A most complex work that demands multiple readings, Ulysses is the novel that placed James Joyce at the forefront of Modernism, a literary movement that strove to examine the human condition through the exploration of subjective reality. This psychological probing of the consciousness led to the literary technique of interior monologue, or stream-of-consciousness, a technique which paints the inner thoughts and emotional reactions of a character. As a result, passages are non-linear and often layered.
In this novel with the title of the Greek epic, Joyce restructures this classic to speak to the contemporary world. With these Homeric parallels, T. S. Eliot observed that Joyce's work depicts "the immense panorama of futility that is the modern world." With regard to the cited passage from Episode 8, describing Leopold Bloom's inner thoughts while he is in Davy Byrne's pub in Dublin at lunchtime as he eats a ham and mustard sandwich with a glass of Burgundy wine, the sights and sounds of Dublin--"Stuck, the flies buzzed"--frame the almost mythological wanderings of Bloom's mind as he recalls his past love-making on a Dublin beach. Framed by the "flies buzzed," symbolic of the enclosing of Bloom's life in the tawdry, the swirling dream of his experience juxtaposes the classic with earthy images:
Fields of undersea, the lines faint brown in grass, buried cities. Pillowed on my coat she had her hair, earwigs in the heather scrub my hand under her nape, you'll toss me all. O wonder! Coolsoft with ointments her hand touched me, caressed: her eyes upon me did not turn away. Ravished over her I lay, full lips full open, kissed her mouth.

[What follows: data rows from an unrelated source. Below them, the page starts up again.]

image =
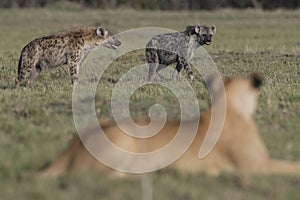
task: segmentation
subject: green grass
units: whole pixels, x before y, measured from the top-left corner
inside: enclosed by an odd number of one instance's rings
[[[0,199],[141,199],[135,177],[115,179],[94,172],[35,177],[75,134],[72,87],[60,68],[43,72],[34,87],[14,89],[19,53],[36,37],[77,26],[103,25],[117,33],[145,26],[182,30],[187,24],[215,24],[215,39],[205,48],[222,74],[246,76],[257,71],[266,77],[255,118],[270,155],[300,160],[299,19],[299,10],[0,10]],[[96,94],[99,116],[111,116],[115,82],[143,62],[143,51],[137,51],[109,67]],[[201,78],[197,76],[192,85],[200,108],[207,107]],[[131,100],[133,116],[144,116],[154,102],[163,104],[170,118],[180,113],[174,96],[160,86],[140,88]],[[300,176],[210,177],[164,171],[153,174],[153,183],[154,199],[297,199]]]

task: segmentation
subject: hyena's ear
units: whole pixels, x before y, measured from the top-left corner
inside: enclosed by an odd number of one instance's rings
[[[185,27],[185,32],[187,35],[193,35],[195,34],[195,26],[187,26]]]
[[[195,33],[199,34],[200,33],[200,29],[201,29],[201,27],[198,26],[198,25],[196,25],[195,26]]]
[[[215,34],[215,33],[217,32],[217,27],[216,27],[216,25],[212,25],[210,28],[211,28],[213,34]]]
[[[105,36],[105,29],[103,27],[98,27],[96,30],[96,33],[99,37],[104,37]]]

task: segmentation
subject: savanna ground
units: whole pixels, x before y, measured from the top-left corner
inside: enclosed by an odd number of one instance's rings
[[[75,9],[75,10],[72,10]],[[187,24],[215,24],[217,34],[205,47],[225,76],[260,72],[266,77],[255,119],[271,156],[300,160],[300,11],[221,10],[158,12],[133,10],[0,10],[0,199],[141,199],[140,180],[115,179],[101,173],[35,177],[76,133],[72,118],[72,87],[67,67],[47,70],[33,87],[14,88],[19,54],[32,39],[77,26],[103,25],[113,33],[136,27],[183,30]],[[118,59],[105,72],[96,94],[99,116],[111,116],[115,82],[133,66],[143,64],[143,51]],[[185,75],[185,73],[182,73]],[[201,110],[209,97],[201,78],[192,83]],[[175,97],[149,86],[131,98],[133,116],[161,103],[178,117]],[[242,133],[241,133],[242,134]],[[299,172],[300,173],[300,172]],[[218,177],[161,171],[153,175],[154,199],[297,199],[300,176]]]

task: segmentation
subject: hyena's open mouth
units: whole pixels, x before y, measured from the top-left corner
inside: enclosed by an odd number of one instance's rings
[[[118,48],[118,46],[120,46],[120,45],[114,45],[114,44],[111,45],[111,47],[112,47],[113,49]]]
[[[121,45],[121,42],[116,38],[113,38],[113,41],[108,41],[104,44],[105,47],[110,49],[117,49]]]

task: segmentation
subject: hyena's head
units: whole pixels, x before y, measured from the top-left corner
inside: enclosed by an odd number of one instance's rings
[[[116,49],[121,45],[121,42],[103,27],[98,27],[96,29],[96,34],[98,37],[98,45],[102,45],[110,49]]]
[[[214,34],[217,31],[217,27],[212,25],[211,27],[205,25],[187,26],[186,33],[189,36],[194,36],[199,45],[210,45]]]

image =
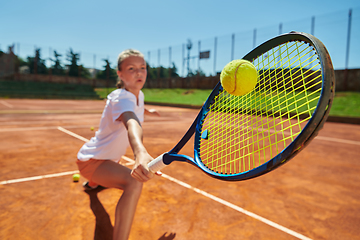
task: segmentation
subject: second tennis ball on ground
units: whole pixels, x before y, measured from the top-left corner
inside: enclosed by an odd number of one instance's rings
[[[75,174],[73,175],[73,181],[74,181],[74,182],[78,182],[79,180],[80,180],[80,174],[75,173]]]
[[[257,70],[250,61],[237,59],[226,64],[221,71],[220,82],[228,93],[243,96],[255,88],[257,77]]]
[[[91,130],[91,131],[94,131],[94,127],[90,127],[90,130]]]

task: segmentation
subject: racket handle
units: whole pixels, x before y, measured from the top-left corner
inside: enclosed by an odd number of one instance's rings
[[[161,154],[160,156],[148,163],[148,167],[151,172],[155,173],[167,166],[163,161],[163,156],[164,154]]]

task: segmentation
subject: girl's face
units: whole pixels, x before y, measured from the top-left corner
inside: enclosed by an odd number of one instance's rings
[[[121,63],[120,69],[117,71],[117,74],[123,81],[125,89],[137,97],[146,81],[147,70],[145,59],[138,56],[130,56]]]

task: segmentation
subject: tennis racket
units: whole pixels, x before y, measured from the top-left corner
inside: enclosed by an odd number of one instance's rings
[[[254,90],[237,97],[219,82],[179,143],[149,163],[152,172],[183,161],[218,179],[250,179],[288,162],[317,135],[335,94],[325,46],[290,32],[243,59],[258,71]],[[194,157],[179,154],[194,133]]]

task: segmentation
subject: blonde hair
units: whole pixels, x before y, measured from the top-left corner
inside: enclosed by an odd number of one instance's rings
[[[124,51],[122,51],[119,56],[118,56],[118,61],[117,61],[117,70],[121,71],[121,63],[128,57],[131,56],[135,56],[135,57],[142,57],[144,58],[144,55],[136,50],[136,49],[126,49]],[[116,87],[117,88],[122,88],[124,86],[123,82],[121,81],[121,79],[118,77],[118,82],[116,83]]]

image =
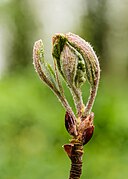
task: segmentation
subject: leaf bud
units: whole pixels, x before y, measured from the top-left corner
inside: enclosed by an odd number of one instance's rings
[[[76,136],[77,132],[76,132],[75,121],[68,112],[66,112],[65,114],[65,127],[70,135]]]
[[[84,130],[82,134],[83,145],[87,144],[90,141],[93,135],[93,131],[94,131],[94,126],[90,126],[89,128]]]

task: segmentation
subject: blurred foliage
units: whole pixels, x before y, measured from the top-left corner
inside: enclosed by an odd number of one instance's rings
[[[34,34],[38,33],[39,21],[28,0],[10,0],[3,6],[2,16],[6,18],[8,33],[11,34],[8,41],[8,71],[23,70],[31,64]]]
[[[77,32],[91,43],[99,57],[102,73],[124,80],[128,76],[128,4],[109,0],[83,2]]]
[[[32,46],[38,21],[28,2],[9,0],[4,10],[0,9],[13,36],[7,44],[9,72],[0,79],[0,178],[65,179],[70,166],[62,149],[69,140],[64,128],[65,111],[33,69]],[[128,178],[128,25],[123,18],[121,28],[117,23],[112,26],[107,3],[83,0],[87,11],[81,27],[77,27],[79,35],[96,49],[102,66],[93,108],[95,132],[84,147],[81,179]],[[65,91],[73,106],[69,91]],[[83,87],[85,100],[88,93],[88,86]]]
[[[128,176],[127,88],[113,93],[113,83],[106,88],[105,81],[93,109],[95,133],[84,147],[82,178]],[[2,80],[0,99],[0,178],[67,178],[70,161],[61,147],[69,140],[65,111],[34,70]]]
[[[83,4],[84,4],[83,0]],[[92,6],[93,4],[93,6]],[[106,19],[107,0],[87,0],[87,12],[82,16],[80,34],[89,41],[95,48],[101,61],[102,68],[107,68],[106,58],[106,35],[108,24]]]

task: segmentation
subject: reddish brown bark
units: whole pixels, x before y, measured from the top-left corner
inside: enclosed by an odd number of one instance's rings
[[[66,144],[64,149],[71,159],[69,179],[80,179],[82,174],[83,145],[81,143]]]

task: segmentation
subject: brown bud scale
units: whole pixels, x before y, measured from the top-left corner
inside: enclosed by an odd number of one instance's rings
[[[68,112],[65,114],[65,127],[70,135],[75,136],[75,121]]]
[[[90,141],[93,135],[93,131],[94,131],[94,126],[85,129],[85,131],[82,134],[83,145],[87,144]]]

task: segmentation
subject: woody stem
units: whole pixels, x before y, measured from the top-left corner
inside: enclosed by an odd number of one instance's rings
[[[71,169],[69,179],[80,179],[82,174],[82,155],[83,155],[83,145],[80,143],[74,144],[72,147],[71,159]]]

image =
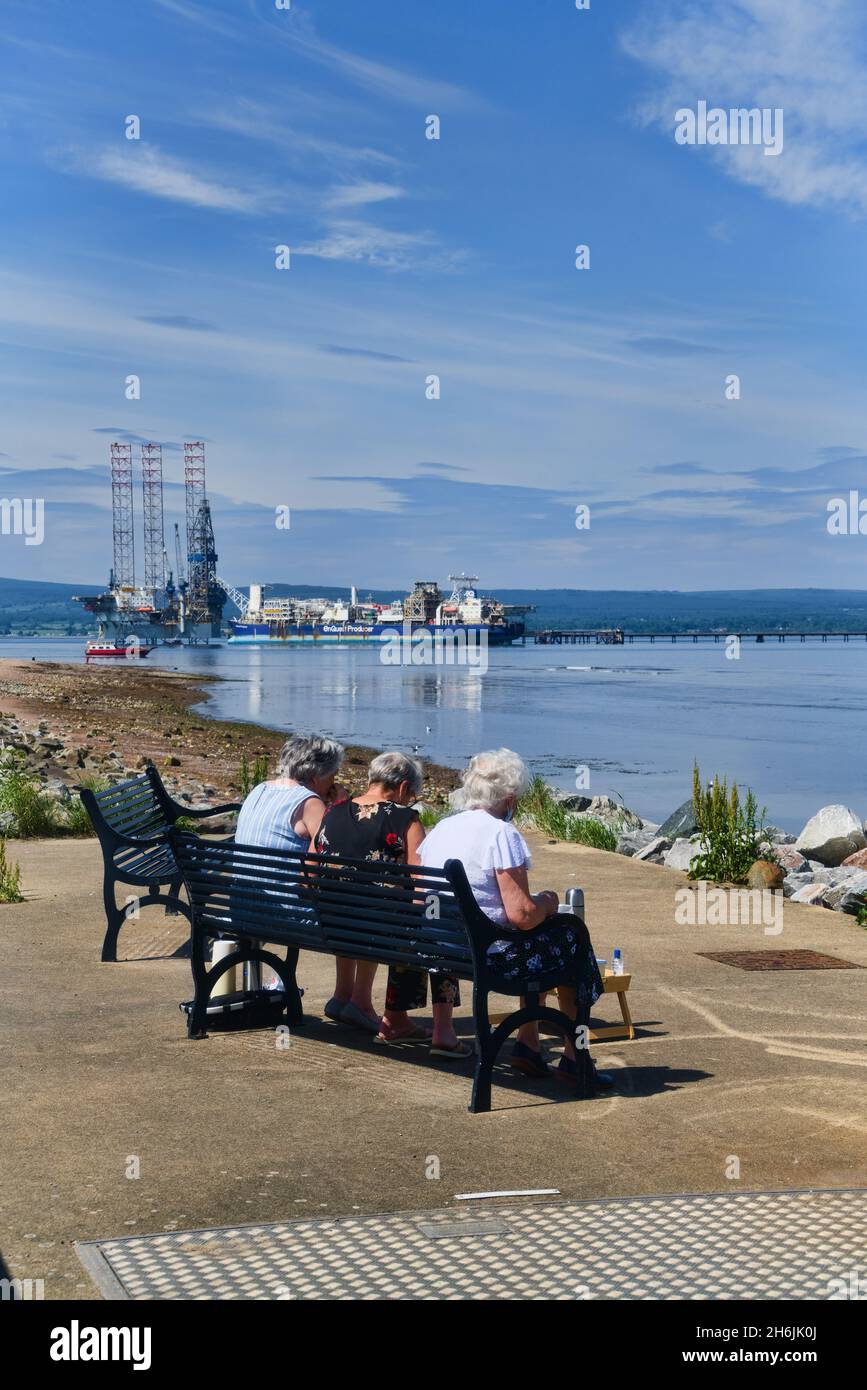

Part of Joyce's style of writing emanates from his belief that style must be wed to content. The sensual Bloom, who is a sexual deviant at times (he masturbates as he watches girls at a beach), mixes his images of the classical goddesses with the anal workings of the human body, stylistic images that convey the confluence of Bloom's hope for something out of the ordinary that, instead, is reduced to the carnal:
Shapely goddesses, Venus, Juno: curves the world admires....Lovely forms of woman sculpted Junonian. Immortal lovely. And we stuffing food in one hole and out behind: food, chyle, blood, dung, earth, food: have to feed it like stoking an engine.
Thus, in this passage of interior monologue that is combined with Joyce's inimitable eclectic style in which "form is an extension of content," the reader gains insight into the mind and character of Leopold Bloom, a character who is in sharp contrast--a foil--to the idealistic and intellectual Stephan Dedalus.